Because GitHub Actions workflows must live at .github/workflows/ at the repository root, you need to copy them there to activate them:

# From the repository root (AWS):
cp -r uc-quickstart/utils/genie/aws/.github/workflows/validate.yml .github/workflows/genie-aws-validate.yml
cp -r uc-quickstart/utils/genie/aws/.github/workflows/deploy.yml   .github/workflows/genie-aws-deploy.yml

# Azure:
cp -r uc-quickstart/utils/genie/azure/.github/workflows/validate.yml .github/workflows/genie-azure-validate.yml
cp -r uc-quickstart/utils/genie/azure/.github/workflows/deploy.yml   .github/workflows/genie-azure-deploy.yml

If this folder is later promoted to its own top-level repository, the workflows are ready as-is — place .github/workflows/ at the new repo root and they will activate without modification.


Schema Drift Detection in CI

Use make audit-schema as a scheduled CI check to detect when new columns need governance:

make audit-schema ENV=prod

This exits 1 if untagged sensitive columns are found (forward drift) or if existing tag assignments reference deleted columns (reverse drift). Use GitHub's built-in failed-run notifications to alert when drift is detected.
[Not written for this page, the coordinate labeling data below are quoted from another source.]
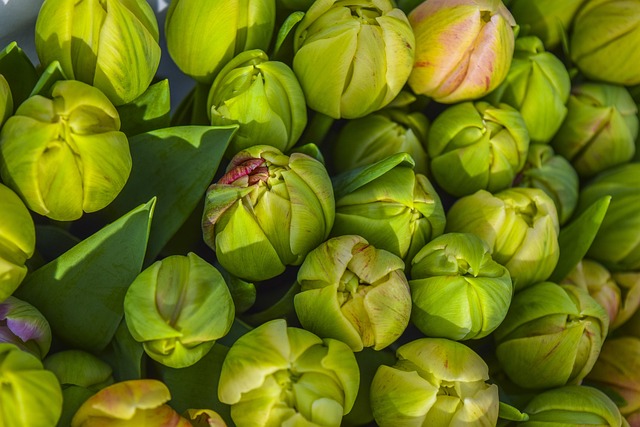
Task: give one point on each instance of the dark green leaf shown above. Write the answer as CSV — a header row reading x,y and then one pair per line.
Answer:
x,y
81,293
576,238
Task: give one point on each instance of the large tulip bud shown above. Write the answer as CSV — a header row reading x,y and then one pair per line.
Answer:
x,y
109,44
600,129
268,211
463,48
65,155
202,36
352,57
17,241
353,292
520,226
263,97
276,375
552,336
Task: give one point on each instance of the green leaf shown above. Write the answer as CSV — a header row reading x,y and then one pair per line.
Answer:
x,y
176,165
149,111
576,238
51,74
19,72
196,386
81,293
350,181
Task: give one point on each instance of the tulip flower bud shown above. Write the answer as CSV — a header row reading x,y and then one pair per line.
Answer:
x,y
398,211
549,20
520,226
352,57
178,307
618,369
17,240
77,367
353,292
263,97
475,146
572,405
538,86
65,155
458,291
6,101
463,48
552,336
552,174
130,403
24,326
203,36
617,244
31,395
376,136
436,382
268,211
109,44
595,279
600,129
603,40
277,375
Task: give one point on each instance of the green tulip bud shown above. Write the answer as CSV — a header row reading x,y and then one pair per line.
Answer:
x,y
6,101
600,129
552,336
268,211
618,369
376,136
475,146
203,36
17,240
22,325
549,20
31,395
398,211
436,382
109,44
595,279
617,243
65,155
552,174
178,307
353,292
520,226
463,48
603,40
263,97
538,86
130,403
352,57
277,375
458,291
77,367
572,405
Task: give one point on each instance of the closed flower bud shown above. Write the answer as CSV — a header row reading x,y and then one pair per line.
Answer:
x,y
263,97
353,292
268,211
65,155
458,291
109,44
352,57
202,36
178,307
600,129
476,146
463,48
552,336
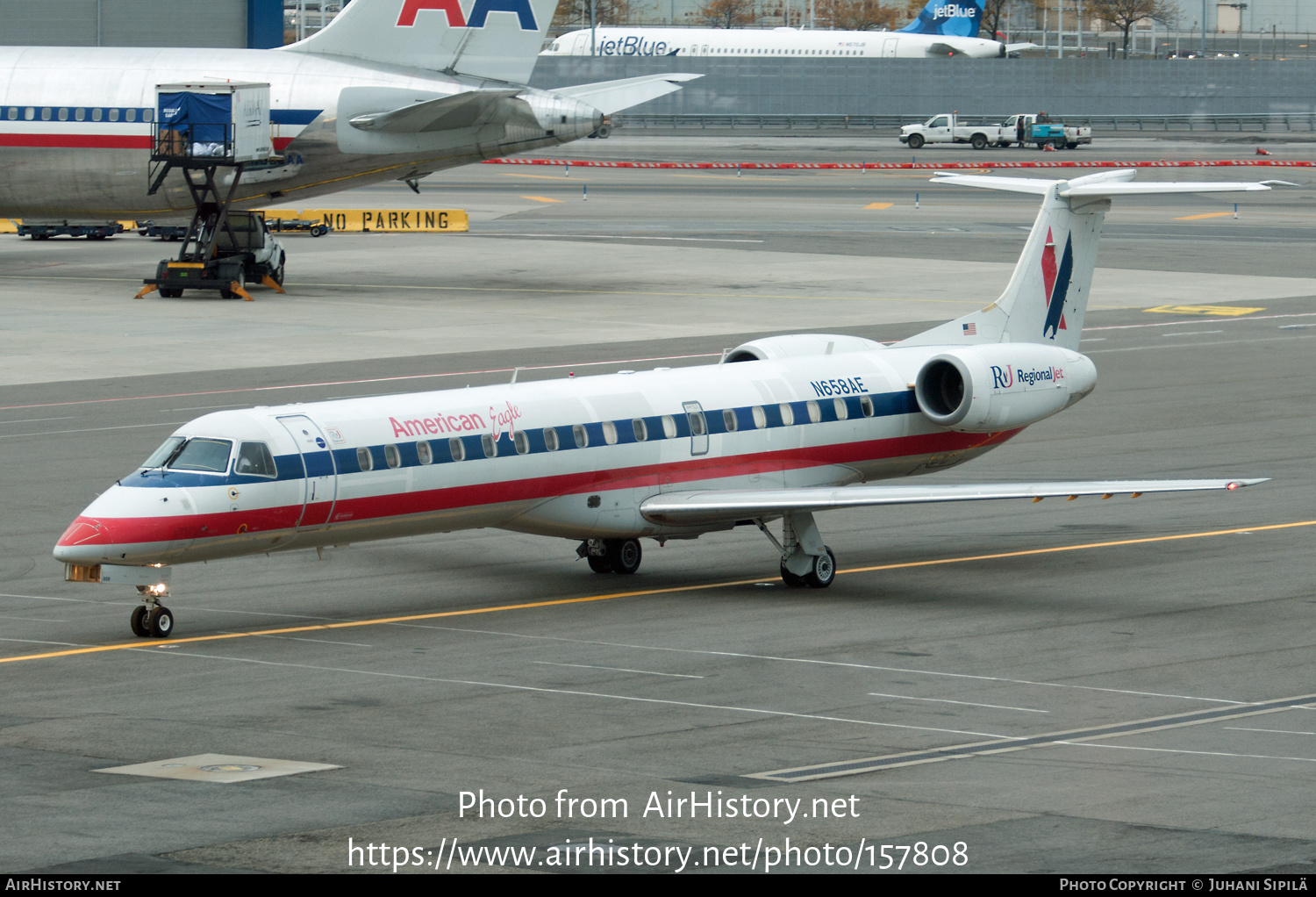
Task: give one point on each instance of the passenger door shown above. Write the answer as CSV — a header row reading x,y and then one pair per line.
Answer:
x,y
697,428
321,480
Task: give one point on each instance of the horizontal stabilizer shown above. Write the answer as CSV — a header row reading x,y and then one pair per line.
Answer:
x,y
458,111
699,509
611,97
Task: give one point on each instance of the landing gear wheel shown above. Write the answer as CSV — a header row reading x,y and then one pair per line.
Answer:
x,y
823,572
624,555
162,622
791,580
137,621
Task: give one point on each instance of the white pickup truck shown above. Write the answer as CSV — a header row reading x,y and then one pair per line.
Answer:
x,y
947,128
1044,133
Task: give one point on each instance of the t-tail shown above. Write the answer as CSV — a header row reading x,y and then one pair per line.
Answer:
x,y
957,18
483,39
1047,297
When drift is found, a developer runs make generate-delta ENV=prod locally to classify new columns and remove stale assignments, then commits the result for CI to deploy.


Notes and Gotchas

  • Avoid running make generate automatically in CI unless you intentionally want LLM output in the pipeline. Most teams should generate locally, review, then commit the result.
  • make apply ENV=<workspace> also applies the shared account layer, so your CI user must be authorized for both account and workspace operations.
  • If you deploy multiple environments from the same repo, parameterize ENV and inject the matching workspace secrets per environment.
  • Destroy should usually be a separate manual workflow, for example make destroy ENV=dev, rather than part of the normal deployment pipeline.
  • If you are adopting existing Databricks resources, run the import workflow first and let CI manage them only after they are in state.